Zu gross.

Ich muss es aufschreiben. Wiedergeben. Nicht weil es etwas ändert. Aber vielleicht wird es dadurch erträglicher. Denn diese Zahlen sind zu gross für mich. Einfach zu gross. 

 

Mädchen und Frauen im Alter von 15 bis 49 Jahren in 57 meist ärmeren Ländern wurden drei Fragen gestellt. Diese Mädchen und Frauen haben geantwortet. Es sind Mädchen und Frauen, denen die freie Entscheidung über ihren Körper verwehrt wird. Es sind hunderte Millionen. 

 

Während ich unter «My body, my choice» hauptsächlich das Recht auf Abtreibung verstehe, hat dieses Prinzip, diese Forderung nach absoluter Selbstbestimmung über den eigenen Körper für hunderte Millionen von Frauen eine völlig andere Bedeutung. Eine über Leben und Tod. So das Fazit des Berichts, den der UNO-Bevölkerungsfonds zur körperlichen Selbstbestimmung und Unversehrtheit von Mädchen und Frauen verfasst hat. 

 

Es sind drei Fragen: Wer über ihre medizinische Versorgung entscheide, wer darüber, ob sie verhüten oder nicht und ob man dem Partner auch Nein sagen könne, wenn man keinen Sex möchte. 

 

45 Prozent von ihnen können das alles nicht. Beinahe jede zweite Frau darf also ohne Einwilligung des Mannes keine frauenärztliche Untersuchung machen, nicht verhüten und nicht Nein sagen, wenn er Sex möchte und sie nicht. 4000 Frauen wurden jeden Tag des letzten Jahres unfreiwillig schwanger, noch mehr als sonst, nicht nur, weil der Mann sie geschwängert hat ohne ihre Zustimmung, sondern weil sie zusätzlich auch coronabedingt gar keinen Zugang zu Verhütungsmitteln mehr hatten.
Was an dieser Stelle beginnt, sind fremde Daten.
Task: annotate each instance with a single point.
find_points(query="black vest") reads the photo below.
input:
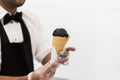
(17, 59)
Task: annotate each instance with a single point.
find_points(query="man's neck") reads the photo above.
(11, 10)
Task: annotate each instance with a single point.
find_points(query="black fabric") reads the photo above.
(17, 17)
(17, 59)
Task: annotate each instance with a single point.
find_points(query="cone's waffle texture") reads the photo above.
(59, 42)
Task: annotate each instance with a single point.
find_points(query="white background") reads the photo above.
(94, 27)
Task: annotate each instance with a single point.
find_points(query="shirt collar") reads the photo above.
(3, 12)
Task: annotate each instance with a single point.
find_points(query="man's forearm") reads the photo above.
(13, 78)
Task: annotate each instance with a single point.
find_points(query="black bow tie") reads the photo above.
(17, 17)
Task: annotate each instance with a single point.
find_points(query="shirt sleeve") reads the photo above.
(40, 37)
(43, 45)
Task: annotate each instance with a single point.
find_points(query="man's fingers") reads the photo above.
(70, 49)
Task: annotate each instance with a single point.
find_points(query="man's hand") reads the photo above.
(63, 56)
(46, 72)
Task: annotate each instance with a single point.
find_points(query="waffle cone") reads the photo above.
(59, 43)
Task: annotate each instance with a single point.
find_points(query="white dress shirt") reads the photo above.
(39, 39)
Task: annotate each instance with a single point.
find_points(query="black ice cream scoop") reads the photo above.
(60, 32)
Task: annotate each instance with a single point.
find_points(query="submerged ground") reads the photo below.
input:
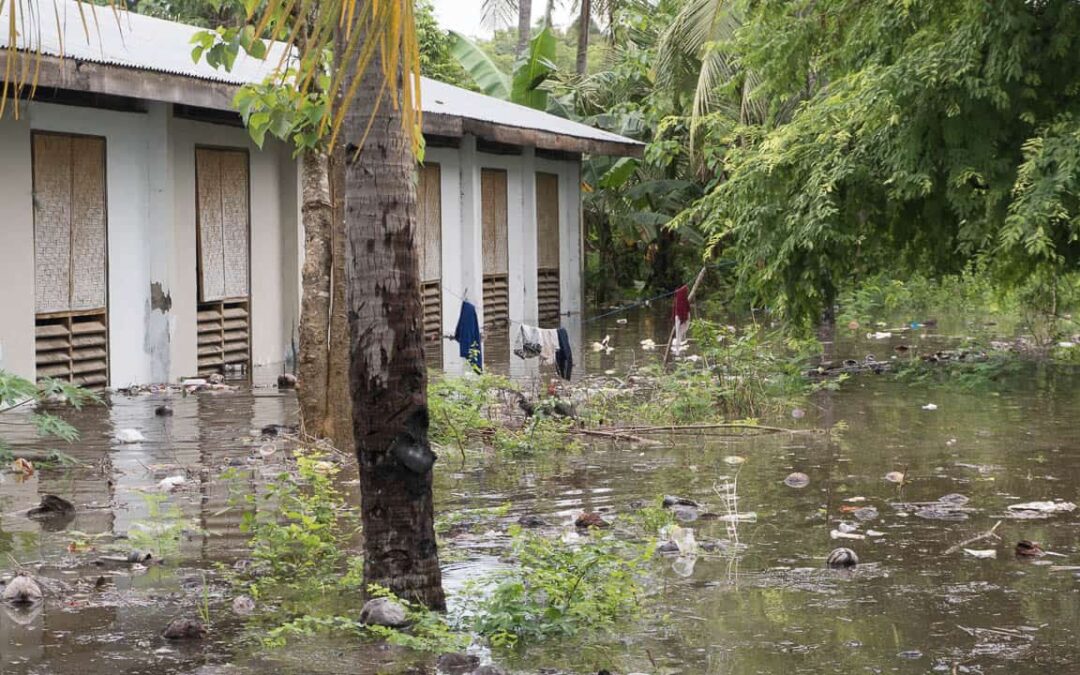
(765, 606)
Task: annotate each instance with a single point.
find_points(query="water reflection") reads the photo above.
(765, 606)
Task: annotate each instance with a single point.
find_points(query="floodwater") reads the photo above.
(770, 606)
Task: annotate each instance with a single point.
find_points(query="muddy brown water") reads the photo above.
(769, 608)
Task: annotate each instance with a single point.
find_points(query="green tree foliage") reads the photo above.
(526, 84)
(436, 59)
(930, 133)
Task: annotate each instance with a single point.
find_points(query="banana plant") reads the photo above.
(525, 84)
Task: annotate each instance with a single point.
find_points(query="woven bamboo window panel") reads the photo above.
(223, 223)
(548, 279)
(69, 258)
(224, 331)
(430, 244)
(224, 226)
(494, 223)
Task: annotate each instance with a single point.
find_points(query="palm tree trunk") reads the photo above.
(524, 25)
(388, 377)
(583, 24)
(338, 402)
(313, 358)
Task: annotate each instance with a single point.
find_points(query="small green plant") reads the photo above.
(652, 517)
(299, 528)
(485, 410)
(161, 531)
(17, 392)
(557, 590)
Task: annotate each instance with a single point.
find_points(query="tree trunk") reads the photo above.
(584, 21)
(338, 401)
(524, 25)
(313, 359)
(388, 377)
(323, 360)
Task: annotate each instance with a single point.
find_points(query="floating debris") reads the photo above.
(185, 629)
(1026, 548)
(797, 480)
(942, 512)
(1043, 507)
(51, 507)
(841, 558)
(243, 605)
(672, 500)
(865, 514)
(836, 534)
(170, 484)
(954, 499)
(22, 590)
(22, 467)
(127, 436)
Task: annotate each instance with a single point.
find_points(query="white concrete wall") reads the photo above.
(151, 239)
(131, 143)
(462, 242)
(16, 248)
(273, 243)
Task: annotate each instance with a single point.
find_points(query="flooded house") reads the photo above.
(146, 238)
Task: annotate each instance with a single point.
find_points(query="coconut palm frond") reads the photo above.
(499, 13)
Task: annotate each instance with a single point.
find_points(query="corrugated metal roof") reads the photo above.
(121, 38)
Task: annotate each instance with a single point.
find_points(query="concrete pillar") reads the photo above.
(16, 248)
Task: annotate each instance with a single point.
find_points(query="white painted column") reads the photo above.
(571, 258)
(528, 260)
(16, 248)
(160, 247)
(450, 196)
(469, 267)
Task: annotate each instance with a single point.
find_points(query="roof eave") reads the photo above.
(456, 126)
(83, 76)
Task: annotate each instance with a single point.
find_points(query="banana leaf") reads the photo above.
(482, 69)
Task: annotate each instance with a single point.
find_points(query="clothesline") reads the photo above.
(618, 310)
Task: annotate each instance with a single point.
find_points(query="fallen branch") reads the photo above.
(615, 435)
(990, 534)
(746, 426)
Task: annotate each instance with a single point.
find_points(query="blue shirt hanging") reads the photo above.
(468, 337)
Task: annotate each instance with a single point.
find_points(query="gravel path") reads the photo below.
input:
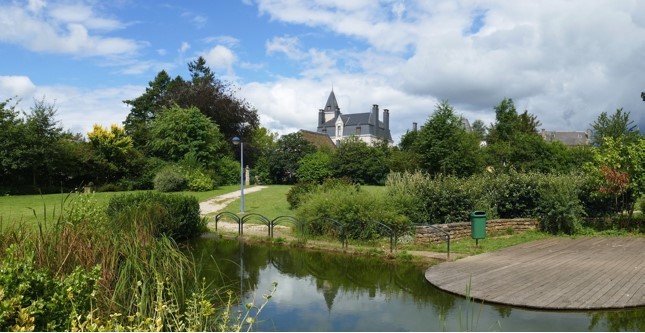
(219, 202)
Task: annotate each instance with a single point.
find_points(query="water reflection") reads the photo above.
(320, 291)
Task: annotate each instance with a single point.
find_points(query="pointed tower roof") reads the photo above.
(332, 104)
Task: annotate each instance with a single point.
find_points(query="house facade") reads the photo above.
(365, 126)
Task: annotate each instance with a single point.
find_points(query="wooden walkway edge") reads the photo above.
(558, 274)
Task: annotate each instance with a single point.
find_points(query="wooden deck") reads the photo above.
(558, 273)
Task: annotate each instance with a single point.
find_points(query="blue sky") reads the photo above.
(565, 61)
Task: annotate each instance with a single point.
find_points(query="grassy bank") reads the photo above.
(20, 208)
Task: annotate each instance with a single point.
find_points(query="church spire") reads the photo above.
(332, 104)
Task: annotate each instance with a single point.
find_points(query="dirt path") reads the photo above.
(219, 202)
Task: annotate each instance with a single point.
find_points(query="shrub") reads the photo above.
(298, 192)
(170, 180)
(442, 199)
(199, 181)
(174, 215)
(32, 299)
(560, 210)
(357, 211)
(227, 171)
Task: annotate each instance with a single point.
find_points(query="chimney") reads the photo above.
(386, 120)
(374, 117)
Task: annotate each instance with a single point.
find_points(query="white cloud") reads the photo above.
(220, 57)
(288, 45)
(77, 109)
(566, 62)
(62, 29)
(16, 86)
(35, 6)
(184, 47)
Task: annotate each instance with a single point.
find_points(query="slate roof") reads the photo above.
(331, 104)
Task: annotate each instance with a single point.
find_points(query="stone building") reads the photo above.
(365, 126)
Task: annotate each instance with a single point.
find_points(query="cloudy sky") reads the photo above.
(564, 61)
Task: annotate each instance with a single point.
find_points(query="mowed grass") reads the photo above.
(270, 202)
(19, 209)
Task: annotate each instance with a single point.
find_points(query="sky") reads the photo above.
(563, 61)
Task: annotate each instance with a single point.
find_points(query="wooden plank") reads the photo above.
(559, 273)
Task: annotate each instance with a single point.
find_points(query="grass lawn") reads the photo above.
(18, 208)
(270, 202)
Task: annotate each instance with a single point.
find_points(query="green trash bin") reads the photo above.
(478, 225)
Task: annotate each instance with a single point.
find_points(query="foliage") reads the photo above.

Das sind eineinhalb Millionen Frauen. In einem Jahr. Und das genau in jenen Ländern, in denen Komplikationen bei Schwangerschaft und Geburt die häufigste Todesursache für junge Mädchen zwischen 15 und 19 Jahren ist. Hier haben Krise und Männer gleichermassen getötet.

 

In Indien bringen Männer jährlich um die 8000 Frauen um, weil die Mitgift tiefer war als erwartet. 28 Millionen Frauen sind weltweit versklavt. Das heisst, sie sind durch Zwangsarbeit, Zwangsprostitution, Menschenhandel oder Zwangsheirat eines jeden Rechts beraubt. Auch hier hat die Coronapandemie das Leben dieser Mädchen und Frauen noch verschlechtert. Ein dramatischer Anstieg bei der weiblichen Genitalverstümmelung wurde verzeichnet, es waren 11 000 Mädchen pro Tag im letzten Jahr. Also über vier Millionen. Weitere 650 Millionen Frauen wurden vor ihrem 18. Lebensjahr zwangsverheiratet, zum Eigentum des Mannes gemacht, jährlich kommen 12 Millionen Minderjährige dazu. In 43 der 57 untersuchten Länder ist Vergewaltigung in der Ehe kein Straftatbestand. Der Mann kann spätestens ab der Verheiratung mit einem Mädchen über dessen Körper verfügen.

 

Viele der befragten Frauen, so der Bericht, wissen nicht, dass sie Rechte hätten. Und sie wissen vor allem nichts von «My body, my choice», sie haben noch nie davon gehört. Bildung spielt eine grosse Rolle, bei beiden Geschlechtern. Je höher der Bildungsstand, desto höher die Selbstbestimmung der Frau, desto weniger Gewalt beim Mann. Im Moment ist Bildung für diese Mädchen und Frauen aber in ebenso unerreichbarer Ferne wie die Unversehrtheit ihrer Körper, ihrer Würde, ihres Lebens.

 

Es sind hunderte Millionen Frauen und Mädchen. Diese Zahl ist zu gross. Zu gross für uns alle.